I remember to have been told, thirty years ago, that a traveler might go far and wide in search of the picturesque without finding a spot more romantic in its loveliness than Trenton Falls. The name of the river is Canada Creek West; but as that is hardly euphonious, the course of the water which forms the falls has been called after the town or parish. This course is nearly two miles in length; and along the space of this two miles it is impossible to say where the greatest beauty exists. To see Trenton aright, one must be careful not to have too much water. A sufficiency is no doubt desirable; and it may be that at the close of summer, before any of the autumnal rains have fallen, there may occasionally be an insufficiency. But if there be too much, the passage up the rocks along the river is impossible. The way on which the tourist should walk becomes the bed of the stream, and the great charm of the place cannot be enjoyed. That charm consists in descending into the ravine of the river, down amid the rocks through which it has cut its channel, and in walking up the bed against the stream, in climbing the sides of the various falls, and sticking close to the river till an envious block is reached which comes sheer down into the water and prevents farther progress. This is nearly two miles above the steps by which the descent is made; and not a foot of this distance but is wildly beautiful. When the river is very low there is a pathway even beyond that block; but when this is the case there can hardly be enough of water to make the fall satisfactory.
There is no one special cataract at Trenton which is in itself either wonderful or pre-eminently beautiful. It is the position, form, color, and rapidity of the river which gives the charm. It runs through a deep ravine, at the bottom of which the water has cut for itself a channel through the rocks, the sides of which rise sometimes with the sharpness of the walls of a stone sarcophagus.
They are rounded, too, toward the bed as I have seen the bottom of a sarcophagus. Along the side of the right bank of the river there is a passage which, when the freshets come, is altogether covered.
This passage is sometimes very narrow; but in the narrowest parts an iron chain is affixed into the rock. It is slippery and wet;and it is well for ladies, when visiting the place, to be provided with outside India-rubber shoes, which keep a hold upon the stone.
If I remember rightly, there are two actual cataracts--one not far above the steps by which the descent is made into the channel, and the other close under a summer-house, near to which the visitors reascend into the wood. But these cataracts, though by no means despicable as cataracts, leave comparatively a slight impression.
They tumble down with sufficient violence and the usual fantastic disposition of their forces; but simply as cataracts within a day's journey of Niagara, they would be nothing. Up beyond the summer-house the passage along the river can be continued for another mile; but it is rough, and the climbing in some places rather difficult for ladies. Every man, however, who has the use of his legs should do it; for the succession of rapids, and the twistings of the channels, and the forms of the rocks are as wild and beautiful as the imagination can desire.

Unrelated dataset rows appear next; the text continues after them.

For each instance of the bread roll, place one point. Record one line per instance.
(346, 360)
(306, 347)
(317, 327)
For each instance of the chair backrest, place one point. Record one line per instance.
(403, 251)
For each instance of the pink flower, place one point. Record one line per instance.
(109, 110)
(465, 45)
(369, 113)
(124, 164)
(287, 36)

The banks of the river are closely wooded on each side; and though this circumstance does not at first seem to add much to the beauty, seeing that the ravine is so deep that the absence of wood above would hardly be noticed, still there are broken clefts ever and anon through which the colors of the foliage show themselves, and straggling boughs and rough roots break through the rocks here and there, and add to the wildness and charm of the whole.

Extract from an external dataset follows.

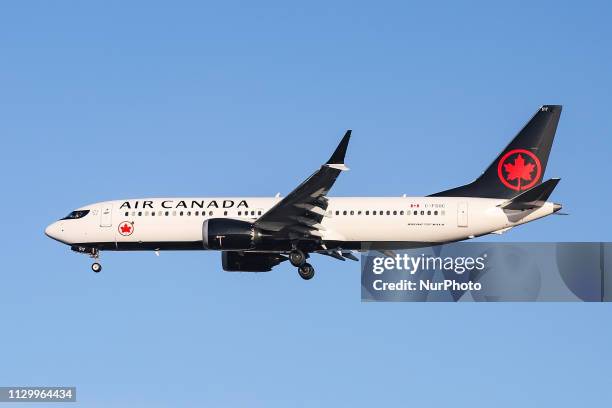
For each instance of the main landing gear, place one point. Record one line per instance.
(298, 259)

The walk back from the summer-house through the wood is very lovely; but it would be a disappointing walk to visitors who had been prevented by a flood in the river from coming up the channel, for it indicates plainly how requisite it is that the river should be seen from below and not from above. The best view of the larger fall itself is that seen from the wood. And here again I would point out that any male visitor should walk the channel of the river up and down. The descent is too slippery and difficult for bipeds laden with petticoats. We found a small hotel open at Trenton, at which we got a comfortable dinner, and then in the evening were driven back to Utica.